Sunday, January 18, 2015
Good morning, beautiful. Yes, I mean you. You. The one sitting at facebook reading posts wishing you were thinner, or smarter, or more talented, or or or. Stop believing the lies.. God created you. He. Created. YOU. The Potter put the clay on the wheel, and made one a pitcher, and another a bowl. Each piece designed in it's own size, shape, and color for a specific purpose for Him. "Oh, but I am so imperfect", you groan. Yes. Isn't it wonderful? Because it's the imperfections that make you a "unique piece". A singular entity that can not be reproduced. It is the flaws that give you value, because it is through those cracks and chips and holes that the light of Christ will shine. So, my dearest cracked pots, pitchers, or bowls, go do what God has made you to do today. Get off the shelf.

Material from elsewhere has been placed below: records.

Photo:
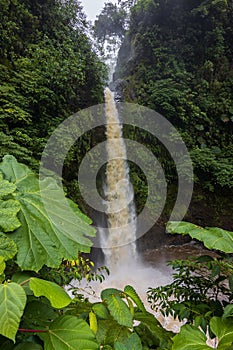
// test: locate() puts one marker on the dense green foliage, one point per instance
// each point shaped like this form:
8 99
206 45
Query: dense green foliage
177 59
38 313
201 293
48 71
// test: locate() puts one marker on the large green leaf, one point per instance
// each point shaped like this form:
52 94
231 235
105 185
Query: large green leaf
8 215
56 295
190 338
110 332
2 265
130 291
40 240
101 311
6 187
69 333
212 237
28 346
223 329
9 208
119 310
38 315
131 343
150 326
12 304
8 248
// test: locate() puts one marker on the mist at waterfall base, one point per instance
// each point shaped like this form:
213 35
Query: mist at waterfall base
120 253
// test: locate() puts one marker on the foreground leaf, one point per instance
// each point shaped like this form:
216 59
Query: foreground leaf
8 215
119 310
130 291
8 248
131 343
150 326
212 237
41 240
190 338
28 346
223 329
53 292
2 265
69 333
12 304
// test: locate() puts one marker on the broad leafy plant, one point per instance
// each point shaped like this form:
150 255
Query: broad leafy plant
37 313
201 292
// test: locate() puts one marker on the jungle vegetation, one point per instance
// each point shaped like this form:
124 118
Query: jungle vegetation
176 58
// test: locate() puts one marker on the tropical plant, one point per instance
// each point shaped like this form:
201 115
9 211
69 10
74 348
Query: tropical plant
201 293
36 312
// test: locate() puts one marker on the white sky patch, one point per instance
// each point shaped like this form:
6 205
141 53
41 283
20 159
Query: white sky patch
92 8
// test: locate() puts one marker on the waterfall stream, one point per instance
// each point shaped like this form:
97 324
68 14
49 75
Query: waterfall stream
120 246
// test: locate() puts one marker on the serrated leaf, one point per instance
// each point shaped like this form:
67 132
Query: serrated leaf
212 237
223 329
53 292
231 282
6 187
28 346
119 346
154 329
69 333
100 310
130 291
119 310
228 311
109 332
20 277
12 304
5 343
8 248
38 315
45 236
109 291
93 322
190 338
8 215
131 343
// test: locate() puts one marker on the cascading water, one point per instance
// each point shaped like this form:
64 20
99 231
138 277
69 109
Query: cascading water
120 246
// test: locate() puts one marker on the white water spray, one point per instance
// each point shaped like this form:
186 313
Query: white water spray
120 241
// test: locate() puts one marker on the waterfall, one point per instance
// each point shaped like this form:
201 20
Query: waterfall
119 243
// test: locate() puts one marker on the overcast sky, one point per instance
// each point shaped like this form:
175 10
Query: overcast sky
93 7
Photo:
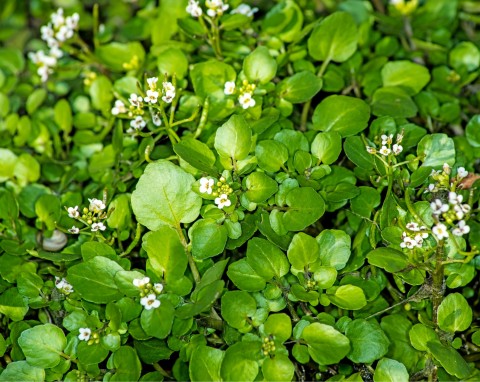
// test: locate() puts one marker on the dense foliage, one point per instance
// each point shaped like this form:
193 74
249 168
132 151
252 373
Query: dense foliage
206 191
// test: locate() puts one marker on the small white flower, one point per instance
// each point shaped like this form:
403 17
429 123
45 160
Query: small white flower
246 100
150 301
135 100
158 288
85 334
397 149
461 172
244 9
385 151
119 108
141 282
223 201
194 9
96 205
229 87
438 207
151 97
412 226
440 231
138 123
73 212
454 198
152 83
74 230
461 229
206 185
98 226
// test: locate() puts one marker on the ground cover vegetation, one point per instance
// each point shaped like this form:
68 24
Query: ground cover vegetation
215 190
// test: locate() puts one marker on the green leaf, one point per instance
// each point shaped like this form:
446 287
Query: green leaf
327 147
454 313
278 368
233 138
205 364
42 345
166 253
368 340
238 307
389 370
348 297
394 102
407 75
388 258
266 259
260 187
279 325
334 248
172 202
299 88
345 115
244 277
197 154
334 39
306 206
450 359
271 155
302 251
326 345
21 371
259 66
94 280
436 149
208 238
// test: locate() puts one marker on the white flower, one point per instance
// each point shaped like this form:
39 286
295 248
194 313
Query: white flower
412 226
223 201
397 149
206 185
461 229
98 226
135 100
73 212
245 9
150 301
246 100
85 334
438 207
141 282
152 83
229 87
440 231
461 172
151 97
138 123
119 108
193 8
385 151
454 198
158 288
74 230
96 205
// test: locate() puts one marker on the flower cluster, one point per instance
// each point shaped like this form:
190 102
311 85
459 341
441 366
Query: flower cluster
63 285
90 216
387 147
414 236
148 292
220 189
245 97
268 346
55 33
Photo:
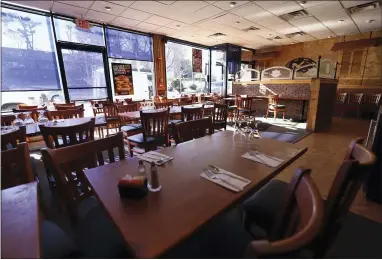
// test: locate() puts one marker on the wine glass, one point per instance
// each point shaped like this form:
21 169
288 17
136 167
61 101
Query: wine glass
18 121
28 120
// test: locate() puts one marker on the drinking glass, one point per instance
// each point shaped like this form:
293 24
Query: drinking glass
28 120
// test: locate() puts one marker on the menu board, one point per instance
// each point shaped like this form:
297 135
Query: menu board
123 79
197 60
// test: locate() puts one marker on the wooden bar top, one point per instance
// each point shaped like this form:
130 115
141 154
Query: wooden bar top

Everyone prays differently. Some have a true prayer closet, others kneel, some reach up to the heavens, some are quiet. Me, I have the attention span of a toddler, so God and I have a running dialogue pretty much all day long. I am reminded of our Father's infinite patience as I chatter on like my children did when they were young. I remember when my own children were about four years old, following me everywhere, telling me long elaborate stories, and asking myriads of questions. I regret my short-tempered days when all I wanted was a moment of silence. God is not like that. In my mind's eye, I see Him kneeling down to my level, placing His hand on my shoulder, and hearing me like I have never been heard before. He is not distracted by petty things like dirty dishes or the pile of laundry. He never needs a moment to himself. My relationship with Him is what He desires. Do I always get the answer I want to the many hard questions I ask? No. Neither did my children always get an answer to those "why" questions they asked. Sometimes they just had to be content to know that I was the mom, and that I cared more than anyone else, and that the answer couldn't always be "yes". May you feel God's loving presence as you pour out your heart to Him today. 1 Thessalonians 5:16 Rejoice always, 17 pray without ceasing, 18 give thanks in all circumstances; for this is the will of God in Christ Jesus for you.